In an effort to bring clarity to its approach, the dissent
attempts to assure us that the good faith factors in
§ 2710(d)(7)(B)(iii)(I) must be still interpreted in a way that
sufficiently relates to gaming and the purposes of IGRA.
Dissent at 70. But the dissent provides no guidance beyond
that. And it would set the district court on the seemingly
hopeless mission of determining whether negotiation topics
that are not even “directly related to the operation of gaming
activities,” 25 U.S.C. § 2710(d)(3)(C)(vii), are nonetheless
sufficiently tied to the State’s interest in regulating gaming
and the purposes of IGRA, so as to somehow demonstrate
the State’s good faith. Dissent at 70–72.
To make matters more confounding, under the dissent’s
view the district court would need to undertake this
enigmatic good-faith analysis even though many of the
42 CHICKEN RANCH RANCHERIA V. STATE OF CALIFORNIA
State’s off-list topics, such as extensive family,
environmental, and tort regulation, strike at the core of the
Tribes’ governance over their land and people. If the dissent
were the law, it is entirely unclear what evidence the parties
would be required to marshal on remand, much less how the
district court is supposed to go about resolving the further
good-faith question.
The substantial uncertainty that the dissent’s approach
would create is itself directly contrary to IGRA and our
precedents. We said in Rincon Band that “the function of
the good faith requirement and judicial remedy is to permit
the tribe to process gaming arrangements on an expedited
basis, not to embroil the parties in litigation over their
subjective motivations.” 602 F.3d at 1041. The dissent
would produce exactly what Rincon Band sought to avoid.

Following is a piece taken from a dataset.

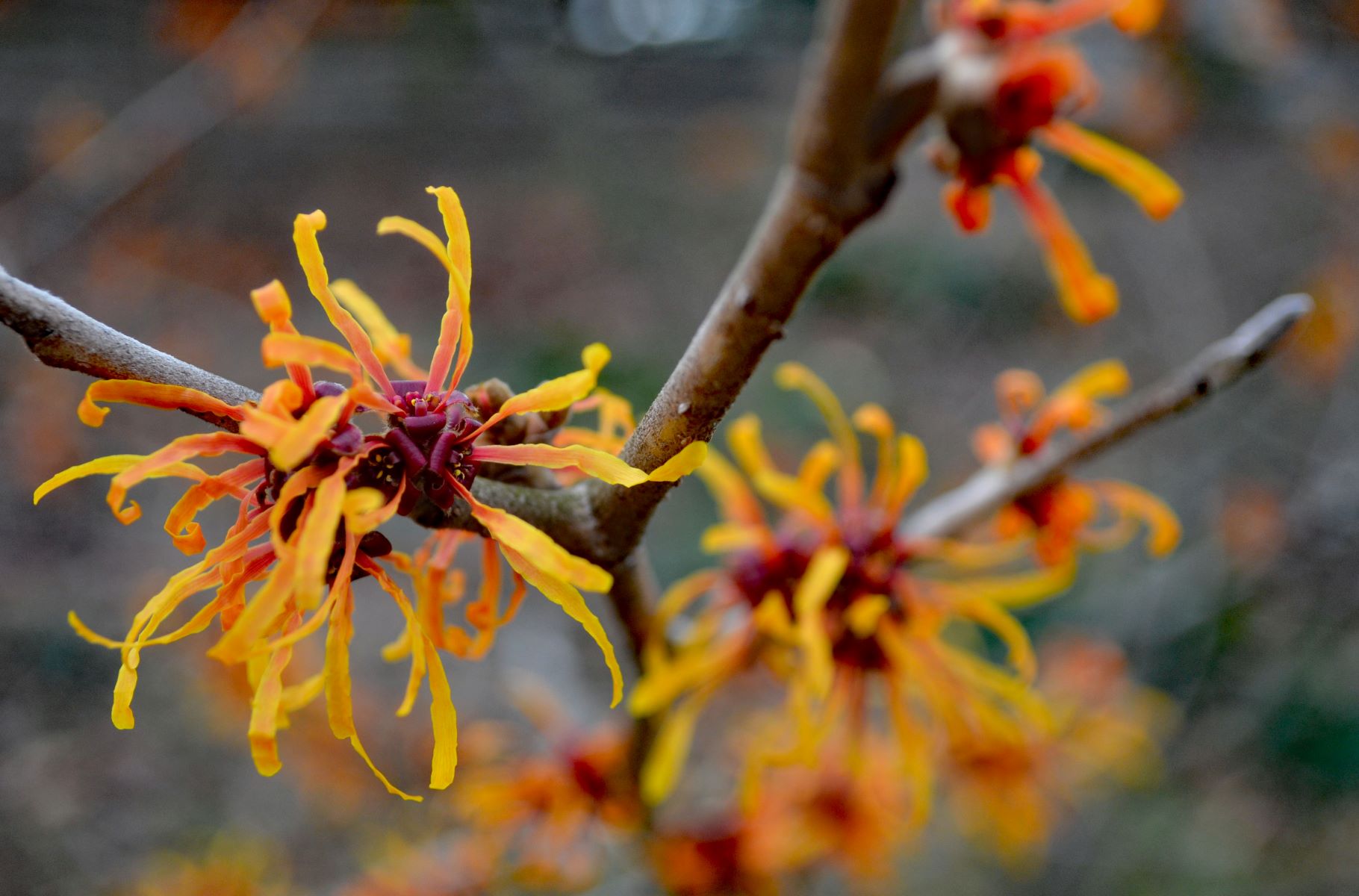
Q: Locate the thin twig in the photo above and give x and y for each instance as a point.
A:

The result of the dissent’s approach would be that every
topic would be in play in tribal-state compact negotiations
until things could eventually get sorted out in court. The
compacting parties would thus not learn the rules of
engagement until litigation over their negotiation process
was complete. This would give states enormous leverage at
the negotiating table—leverage Congress did not want states
to have. And it means that it would take years for compact
disputes to get resolved.
Of course, the irony in the dissent’s approach is that if a
state is ultimately able to persuade a court that it acted in
good faith and its disputed provisions remain in the compact
(or the tribes cave to them), there is no present likelihood
that the Secretary of the Interior would even approve such
an arrangement. As we discussed above, the Department of
Interior has recently refused to approve compacts with
provisions like California’s, even though there the State and
the Tribes had agreed to them. It is hard to see the wisdom
CHICKEN RANCH RANCHERIA V. STATE OF CALIFORNIA 43
(or basis in law) for forcing the parties and the district court
into further proceedings on a compact that the Department
of Interior has telegraphed it will reject. 9
The dissent’s main rejoinder to everything we have said
in this opinion is that we are relying on our own “sense of
IGRA’s core ‘principles’ and ‘objectives.’” Dissent at 72.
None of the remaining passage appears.